Les crédits dédiés à la protection du patrimoine sont pour cette année de 345 millions d’euros, soit moins que les dons des familles Pinault, Arnault et Bettencourt réunis. L’entretien du patrimoine dépend de plus en plus du mécénat ou d’initiatives que je qualifierai ici de « baroques », comme le loto du patrimoine. Une bonne réponse à l’incendie de Notre-Dame serait de remettre à plat la politique de conservation et rénovation du patrimoine, en lui allouant des financements qui répondent à l’intérêt général, c’est-à-dire des financements publics. Nous ne pouvons plus nous en remettre à la soi-disant générosité, souvent intéressée, des grandes fortunes pour entretenir nos monuments ; nous ne pouvons plus dépendre ainsi de leur bon vouloir.

Il y a quelque chose d’indécent dans les dons immenses des plus fortunés, qui pratiquent dans le même temps l’optimisation fiscale, voire l’évasion, et qui accumulent des milliards d’euros.
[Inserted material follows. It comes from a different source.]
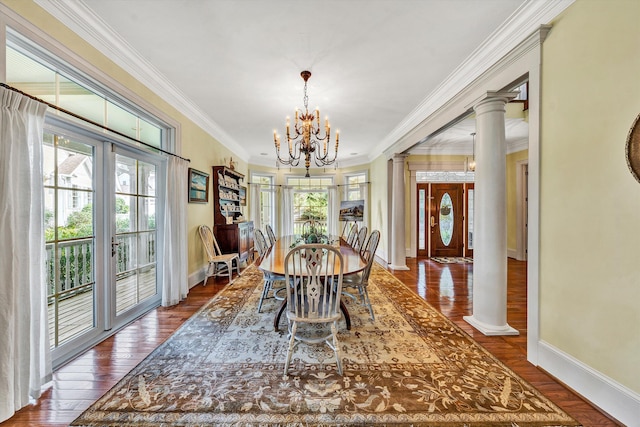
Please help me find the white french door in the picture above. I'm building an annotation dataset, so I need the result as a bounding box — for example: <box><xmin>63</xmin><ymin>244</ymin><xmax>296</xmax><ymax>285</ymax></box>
<box><xmin>110</xmin><ymin>148</ymin><xmax>161</xmax><ymax>325</ymax></box>
<box><xmin>43</xmin><ymin>124</ymin><xmax>164</xmax><ymax>367</ymax></box>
Notre société est gangrenée par les inégalités ; sa cohésion est fragilisée par l’appropriation par quelques-uns des richesses produites par le plus grand nombre. Ce qui a suivi l’incendie de Notre-Dame en est un nouveau symptôme, où subitement l’argent apparaît selon le bon vouloir de quelques-uns.

À nos yeux, ce projet de loi traduit une méconnaissance profonde de ce qu’est le patrimoine ; plus qu’une ambition, ce que nous voyons, c’est une prétention de la part de l’exécutif et de sa majorité à se penser plus fort que le temps.

Rien n’empêche dans les textes actuels une reconstruction efficace de Notre-Dame ; les procédures d’urgence existent. Rien ne permet non plus de dire que les procédures classiques font perdre du temps. Les architectes des Bâtiments de France ou les différentes commissions ne sont pas là pour faire de l’obstruction ou pour ennuyer les pouvoirs publics. Ils sont des garants. Vous les avez déjà mis de côté lors de la loi portant évolution du logement, de l’aménagement et du numérique, dite loi ELAN, et vous réitérez cette erreur aujourd’hui.

Chers collègues, les députés du groupe GDR ne voteront pas en l’état le texte qui nous est soumis aujourd’hui. Nous en dénonçons le contenu, qui fragilise notre patrimoine, et nous en déplorons la forme, qui met le Parlement au pied du mur avec un nouveau recours aux ordonnances. Il est encore temps de faire preuve d’humilité ; c’est essentiel.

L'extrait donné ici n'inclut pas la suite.